God, don‘t you just want to empty a flavor packet in there and break it up with a fork?
White Boy Dreads
The same music video, which I must emphasize again was basically the most sexually charged four minutes imaginable at the time, also features a very un-timeless look from Chris Kirkpatrick. The biggest cancel-culture crybaby in the world still wouldn‘t advocate for the return of the white man dreadlock.
Yes, they‘re still around here and there, but I simply cannot overstate the outlandish percentage of white hair that was dreaded back then.
Chunky Highlights
It‘s like a bird shit on somebody‘s head right as they were walking out of a hair salon and it gave them an idea.
The Ski Jump
Pictured here is current Los Angeles Rams coach Sean McVay in 2016, still clinging to this disgraced prom-king look. If somebody reads this who knows him, and my ribbing will finally get him to try a matte pomade or clay, please, this is your chance.

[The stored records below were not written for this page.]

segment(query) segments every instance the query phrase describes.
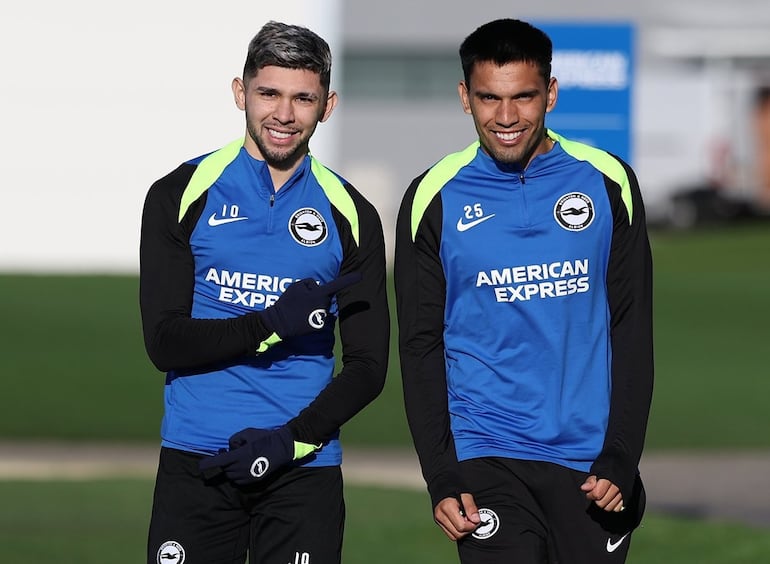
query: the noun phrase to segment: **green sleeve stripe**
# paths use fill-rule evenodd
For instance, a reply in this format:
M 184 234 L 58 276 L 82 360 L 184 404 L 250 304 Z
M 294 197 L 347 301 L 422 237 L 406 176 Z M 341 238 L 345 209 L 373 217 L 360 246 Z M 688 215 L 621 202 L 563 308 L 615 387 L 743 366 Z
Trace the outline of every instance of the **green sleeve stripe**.
M 313 176 L 316 177 L 318 183 L 329 198 L 332 205 L 340 210 L 340 213 L 350 223 L 350 229 L 353 232 L 353 240 L 358 242 L 358 210 L 356 204 L 353 202 L 353 198 L 345 190 L 342 182 L 331 170 L 322 165 L 313 155 L 310 155 L 310 170 L 313 172 Z
M 294 441 L 294 460 L 305 458 L 308 454 L 317 451 L 322 445 L 311 445 Z
M 267 349 L 280 342 L 281 338 L 278 336 L 278 333 L 272 333 L 267 339 L 259 343 L 257 354 L 265 352 Z
M 550 129 L 548 130 L 548 136 L 551 139 L 558 141 L 567 154 L 572 155 L 579 161 L 590 163 L 594 168 L 620 185 L 620 197 L 626 205 L 628 223 L 630 225 L 634 216 L 634 204 L 631 199 L 631 183 L 628 180 L 628 174 L 626 173 L 626 169 L 623 168 L 623 165 L 606 151 L 591 147 L 585 143 L 570 141 L 558 133 L 554 133 Z
M 422 216 L 428 209 L 431 200 L 447 182 L 454 178 L 462 167 L 473 160 L 478 148 L 479 142 L 475 141 L 462 151 L 447 155 L 433 165 L 420 181 L 420 185 L 414 193 L 414 200 L 412 200 L 412 241 L 417 236 L 417 227 L 419 227 Z
M 182 194 L 182 201 L 179 204 L 179 221 L 182 221 L 184 214 L 187 213 L 187 208 L 200 198 L 201 194 L 211 188 L 211 185 L 217 181 L 227 165 L 235 160 L 241 147 L 243 147 L 242 137 L 214 151 L 198 163 Z

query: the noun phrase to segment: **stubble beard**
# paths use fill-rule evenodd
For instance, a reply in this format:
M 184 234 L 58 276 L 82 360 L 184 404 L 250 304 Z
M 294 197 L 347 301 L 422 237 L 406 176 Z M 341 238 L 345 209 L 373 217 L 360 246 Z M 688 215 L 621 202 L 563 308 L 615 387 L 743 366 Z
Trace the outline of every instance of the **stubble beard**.
M 540 143 L 545 138 L 545 130 L 543 130 L 538 137 L 538 141 L 533 143 L 533 139 L 529 140 L 529 143 L 532 144 L 525 147 L 501 148 L 494 145 L 496 138 L 494 133 L 492 133 L 490 139 L 491 146 L 485 148 L 487 153 L 489 153 L 497 162 L 524 170 L 529 164 L 529 161 L 532 160 L 533 155 L 537 152 Z
M 265 159 L 265 162 L 268 164 L 268 166 L 271 166 L 275 169 L 289 170 L 295 164 L 297 164 L 297 161 L 303 158 L 307 153 L 307 148 L 304 143 L 299 143 L 294 147 L 287 148 L 285 151 L 276 151 L 270 149 L 265 145 L 265 143 L 262 141 L 262 138 L 251 126 L 251 124 L 247 124 L 246 129 L 249 132 L 249 137 L 251 137 L 252 141 L 256 143 L 262 158 Z
M 487 147 L 487 151 L 492 155 L 492 158 L 499 163 L 518 168 L 524 168 L 524 165 L 526 164 L 524 162 L 523 153 L 519 151 L 501 150 L 495 147 Z

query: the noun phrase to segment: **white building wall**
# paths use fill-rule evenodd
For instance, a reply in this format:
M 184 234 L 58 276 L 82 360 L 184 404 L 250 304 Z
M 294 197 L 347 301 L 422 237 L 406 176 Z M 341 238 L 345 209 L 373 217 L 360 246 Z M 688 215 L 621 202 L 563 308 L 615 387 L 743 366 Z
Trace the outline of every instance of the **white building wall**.
M 0 18 L 2 272 L 136 272 L 150 184 L 243 135 L 230 83 L 268 20 L 340 50 L 340 2 L 14 2 Z M 335 72 L 338 72 L 335 69 Z M 337 164 L 334 119 L 313 152 Z

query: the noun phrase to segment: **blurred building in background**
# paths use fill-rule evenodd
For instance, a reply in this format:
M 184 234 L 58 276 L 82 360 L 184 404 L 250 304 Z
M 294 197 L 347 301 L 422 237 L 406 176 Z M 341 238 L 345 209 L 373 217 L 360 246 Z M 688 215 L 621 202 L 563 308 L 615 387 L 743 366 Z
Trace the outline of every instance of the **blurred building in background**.
M 268 19 L 331 43 L 341 103 L 311 149 L 377 205 L 389 246 L 411 179 L 476 137 L 457 96 L 457 50 L 501 17 L 594 26 L 589 50 L 606 39 L 597 26 L 633 30 L 632 56 L 604 59 L 601 71 L 613 73 L 610 88 L 628 87 L 625 110 L 570 123 L 582 124 L 580 138 L 600 122 L 624 132 L 603 148 L 627 152 L 651 222 L 688 227 L 770 209 L 768 0 L 233 0 L 216 10 L 204 0 L 41 0 L 6 12 L 1 272 L 137 272 L 149 185 L 242 135 L 230 82 Z M 547 124 L 560 133 L 559 112 L 591 83 L 583 70 L 600 76 L 589 59 L 555 57 L 564 88 Z M 615 83 L 623 69 L 628 80 Z
M 630 161 L 651 222 L 686 227 L 770 205 L 766 0 L 343 6 L 340 169 L 375 201 L 386 230 L 410 180 L 474 140 L 457 96 L 457 49 L 500 17 L 634 27 Z

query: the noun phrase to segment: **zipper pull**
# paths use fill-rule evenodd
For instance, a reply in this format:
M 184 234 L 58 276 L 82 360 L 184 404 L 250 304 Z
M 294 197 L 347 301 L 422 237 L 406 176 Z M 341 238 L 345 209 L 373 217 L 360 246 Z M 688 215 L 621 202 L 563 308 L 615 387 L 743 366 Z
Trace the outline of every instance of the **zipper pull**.
M 270 207 L 272 208 L 275 204 L 275 194 L 270 194 Z

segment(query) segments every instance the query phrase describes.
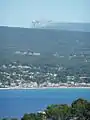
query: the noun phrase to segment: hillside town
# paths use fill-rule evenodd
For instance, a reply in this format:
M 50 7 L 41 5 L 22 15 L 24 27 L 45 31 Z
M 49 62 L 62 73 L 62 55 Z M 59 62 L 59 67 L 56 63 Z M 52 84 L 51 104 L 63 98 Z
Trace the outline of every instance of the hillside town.
M 90 87 L 90 76 L 72 74 L 61 65 L 27 65 L 18 62 L 0 66 L 0 88 Z

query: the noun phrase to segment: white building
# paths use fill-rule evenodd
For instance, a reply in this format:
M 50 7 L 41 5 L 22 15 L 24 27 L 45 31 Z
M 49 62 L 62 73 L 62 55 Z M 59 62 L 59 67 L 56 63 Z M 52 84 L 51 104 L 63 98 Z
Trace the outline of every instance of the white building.
M 16 51 L 15 54 L 20 54 L 21 52 L 20 51 Z
M 39 56 L 39 55 L 40 55 L 40 53 L 33 53 L 33 55 Z
M 74 80 L 75 76 L 67 76 L 67 80 Z

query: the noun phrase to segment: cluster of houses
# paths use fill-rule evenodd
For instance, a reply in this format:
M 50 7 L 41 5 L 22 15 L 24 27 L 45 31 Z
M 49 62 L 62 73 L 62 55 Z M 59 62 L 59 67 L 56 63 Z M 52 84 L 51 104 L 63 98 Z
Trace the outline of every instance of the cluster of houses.
M 40 56 L 38 52 L 31 52 L 31 51 L 16 51 L 15 54 L 17 55 L 29 55 L 29 56 Z
M 90 83 L 85 82 L 90 77 L 80 76 L 82 82 L 75 82 L 74 75 L 67 75 L 66 82 L 62 82 L 58 78 L 58 73 L 64 69 L 62 66 L 48 66 L 48 69 L 16 63 L 1 65 L 0 88 L 90 87 Z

Countless men across this country would, in order to look their best, carefully scoop their bangs into a sharp and stout little unicorn horn, like they were jacking off their forehead with a palm full of max-hold hair gel.
Frosted Tips
A lot of ‘90s fashion just felt like guys were trying to make themselves look like cars. No one dominated the frosted-tip sphere like Mark McGrath of the band Sugar Ray. Between Sugar Ray and frosted tips, if it sounded like a weird children‘s breakfast cereal, Mark McGrath was involved.
The Big Bang
An absolute emo classic, one that rocketed Pete Wentz to the bedroom walls of young emo aficionados across the U.S. The cool thing about this haircut was, if the lights went out, you could just move the hair over and see out of the eye that was already accustomed to the darkness, like a pirate’s eyepatch.
The Cartoon Explosion
Just in case the massive asymmetrical bangs and rat’s nest behind them wasn’t loud enough, you could dye parts of your hair a color usually reserved for hi-vis work vests. The idea, I believe, was to make your head look like a gunshot in a Dick Tracy cartoon.
The Fauxhawk
Business on the sides, party down the middle. Apparently in the ‘90s, your hair either had to be glaringly asymmetrical, or perfectly symmetrical in the worst way possible. Even worse was how, for whatever reason, balding men made this their bread and butter, as if no one would notice the little fleshy crevasse between the two ‘hawk segments.
The Isosceles Tri-Bangle
“What if you put a wig on wrong” was another apparent source of inspiration for ‘90s hairstylists. What is it about this haircut that makes you look like you have eight big hairs? The vibe it achieved was basically “Tinkerbell doing the walk of shame.” This haircut’s still around, but now is very much claimed by women who use their phone calculators to tip 10 percent.
The Updraft
I swear to god, people used to put on baseball caps and blow-dry their hair up. All in order to make it look like they were carrying a tired hawk to a veterinary hospital on their head. What were they trying to do here? Protect a little field mouse on their shoulder from the rain? Your head looks like someone’s peeling a banana from the bottom up, my guy.
Vestigial Braids
A favorite of girls that just got back from a family vacation to some tropical locale, typically worn with some carcinogenic plastic beads woven in there. Best paired with a virgin piña colada that you think makes you look mature, despite the fact that no one using a real driver’s license has ever ordered a piña colada.